Skip to main content.
home | support | download

Back to List Archive

Swish-e PDF titles in search results

From: Luke Simmons <lukes(at)not-real.deeson.co.uk>
Date: Fri Jul 14 2006 - 15:36:11 GMT
Hi Bill,

I got the config to alias the meta name swishtitle to title

[root (at) tiger archive]# /usr/local/lib/swish-e/DirTree.pl
edjanfeb06.pdf | grep title

<title>Jan Feb 06</title>
<meta name="title" content="Jan Feb 06">

But without a filter it appears to not be parsing the html output  
from the pdf to the index. So after an index it doesn't show anything  
up in the search (cgi) including the title.

Do I need to add pdf2HTML as a file filter in the config?

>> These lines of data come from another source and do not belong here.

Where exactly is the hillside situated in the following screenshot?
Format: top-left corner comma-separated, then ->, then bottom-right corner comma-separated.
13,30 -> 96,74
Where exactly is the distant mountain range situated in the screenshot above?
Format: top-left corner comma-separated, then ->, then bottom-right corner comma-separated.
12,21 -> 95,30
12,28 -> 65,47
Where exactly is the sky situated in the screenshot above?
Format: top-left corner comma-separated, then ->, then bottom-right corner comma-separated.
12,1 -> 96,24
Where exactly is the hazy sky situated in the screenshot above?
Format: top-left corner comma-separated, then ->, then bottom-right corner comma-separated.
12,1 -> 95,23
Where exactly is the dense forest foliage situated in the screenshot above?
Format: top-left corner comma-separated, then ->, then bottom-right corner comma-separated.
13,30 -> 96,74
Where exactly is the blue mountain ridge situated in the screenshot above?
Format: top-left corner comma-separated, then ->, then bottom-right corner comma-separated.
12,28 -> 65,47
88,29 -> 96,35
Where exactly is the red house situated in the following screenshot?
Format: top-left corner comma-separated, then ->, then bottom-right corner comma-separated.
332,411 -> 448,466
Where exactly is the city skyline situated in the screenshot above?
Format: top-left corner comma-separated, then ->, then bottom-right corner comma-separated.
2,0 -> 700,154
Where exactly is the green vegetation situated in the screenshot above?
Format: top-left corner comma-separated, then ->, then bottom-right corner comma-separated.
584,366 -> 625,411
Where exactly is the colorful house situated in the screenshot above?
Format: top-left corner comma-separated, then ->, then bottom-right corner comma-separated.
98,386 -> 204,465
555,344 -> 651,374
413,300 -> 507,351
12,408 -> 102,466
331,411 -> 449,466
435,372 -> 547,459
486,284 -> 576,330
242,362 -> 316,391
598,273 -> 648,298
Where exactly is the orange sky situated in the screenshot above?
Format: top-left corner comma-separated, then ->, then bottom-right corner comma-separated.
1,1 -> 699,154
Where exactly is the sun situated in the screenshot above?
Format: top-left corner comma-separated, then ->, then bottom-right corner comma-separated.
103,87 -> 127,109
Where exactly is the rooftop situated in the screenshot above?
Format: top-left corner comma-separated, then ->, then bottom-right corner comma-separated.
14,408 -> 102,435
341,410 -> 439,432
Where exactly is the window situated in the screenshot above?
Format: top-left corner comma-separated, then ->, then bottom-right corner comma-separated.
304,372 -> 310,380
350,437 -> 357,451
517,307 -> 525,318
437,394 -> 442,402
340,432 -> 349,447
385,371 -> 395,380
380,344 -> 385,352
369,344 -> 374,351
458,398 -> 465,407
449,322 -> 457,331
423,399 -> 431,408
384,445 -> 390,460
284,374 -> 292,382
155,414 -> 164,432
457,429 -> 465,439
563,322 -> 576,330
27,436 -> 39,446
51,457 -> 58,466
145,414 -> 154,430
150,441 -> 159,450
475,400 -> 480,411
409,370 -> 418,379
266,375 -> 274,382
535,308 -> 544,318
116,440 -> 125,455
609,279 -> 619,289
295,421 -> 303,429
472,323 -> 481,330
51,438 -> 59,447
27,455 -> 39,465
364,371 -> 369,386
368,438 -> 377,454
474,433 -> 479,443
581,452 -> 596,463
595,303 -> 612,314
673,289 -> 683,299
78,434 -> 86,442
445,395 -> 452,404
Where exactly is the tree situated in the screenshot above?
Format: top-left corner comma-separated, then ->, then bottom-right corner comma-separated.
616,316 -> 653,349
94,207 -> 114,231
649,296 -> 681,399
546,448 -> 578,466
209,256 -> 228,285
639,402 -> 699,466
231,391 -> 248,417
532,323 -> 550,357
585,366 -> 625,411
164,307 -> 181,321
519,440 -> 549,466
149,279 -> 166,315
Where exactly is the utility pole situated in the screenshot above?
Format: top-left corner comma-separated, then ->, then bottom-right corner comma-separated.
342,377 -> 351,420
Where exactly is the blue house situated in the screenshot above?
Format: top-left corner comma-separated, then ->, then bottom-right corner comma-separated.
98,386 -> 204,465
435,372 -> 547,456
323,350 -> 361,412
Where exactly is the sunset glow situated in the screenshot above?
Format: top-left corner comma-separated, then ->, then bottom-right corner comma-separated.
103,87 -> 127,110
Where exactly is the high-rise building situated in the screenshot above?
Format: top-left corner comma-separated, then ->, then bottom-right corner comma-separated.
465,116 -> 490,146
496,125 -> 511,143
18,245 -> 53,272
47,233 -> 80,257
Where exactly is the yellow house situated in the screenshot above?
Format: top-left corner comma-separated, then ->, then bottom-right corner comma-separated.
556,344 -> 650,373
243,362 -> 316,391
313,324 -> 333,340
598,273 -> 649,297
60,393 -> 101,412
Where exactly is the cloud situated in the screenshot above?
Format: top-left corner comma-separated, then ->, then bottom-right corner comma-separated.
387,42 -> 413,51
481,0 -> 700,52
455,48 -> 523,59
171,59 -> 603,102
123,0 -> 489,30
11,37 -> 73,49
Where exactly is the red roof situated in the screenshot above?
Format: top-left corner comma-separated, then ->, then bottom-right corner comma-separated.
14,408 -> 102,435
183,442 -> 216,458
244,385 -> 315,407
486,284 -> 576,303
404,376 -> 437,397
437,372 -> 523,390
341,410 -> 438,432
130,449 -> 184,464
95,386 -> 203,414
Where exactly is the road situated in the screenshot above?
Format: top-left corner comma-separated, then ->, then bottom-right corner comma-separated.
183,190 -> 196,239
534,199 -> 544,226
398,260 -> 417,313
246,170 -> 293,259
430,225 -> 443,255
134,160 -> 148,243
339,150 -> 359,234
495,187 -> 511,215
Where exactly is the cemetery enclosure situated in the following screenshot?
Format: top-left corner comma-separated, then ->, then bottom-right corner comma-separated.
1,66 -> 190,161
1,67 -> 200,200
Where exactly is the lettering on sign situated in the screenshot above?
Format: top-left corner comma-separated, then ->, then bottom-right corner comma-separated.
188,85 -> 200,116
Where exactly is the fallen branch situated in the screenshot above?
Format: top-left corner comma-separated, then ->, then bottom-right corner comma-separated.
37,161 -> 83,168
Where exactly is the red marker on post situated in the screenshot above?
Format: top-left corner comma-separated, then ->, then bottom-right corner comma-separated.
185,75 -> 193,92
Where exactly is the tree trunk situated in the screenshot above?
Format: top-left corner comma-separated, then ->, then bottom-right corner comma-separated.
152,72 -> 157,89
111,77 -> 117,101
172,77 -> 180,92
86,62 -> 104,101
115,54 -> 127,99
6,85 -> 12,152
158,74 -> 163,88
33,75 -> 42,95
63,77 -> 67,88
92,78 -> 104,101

And also  
make the changes that Peter Karman suggested?  (thanks Peter)

FileFilter .pdf /usr/local/lib/swish-e/perl/SWISH/Filters/ 
Pdf2HTML.pm    # Does this or anything need to go here?
DefaultContents HTML*
StoreDescription HTML* <body> 200000
# MetaNames swishdefault

Am I right to believe that when indexing the process pulls the PDF  
apart and each part is HTML tagged up (i.e. title > <title></title>  
and the text snippet to <body></body>)?

Is the process then not putting the HTML into the index?

I added the old FileFilter of pdftotext in and this runs ok just  
without the title attribute working.


Thanks again for your help

Luke
Received on Fri Jul 14 08:36:17 2006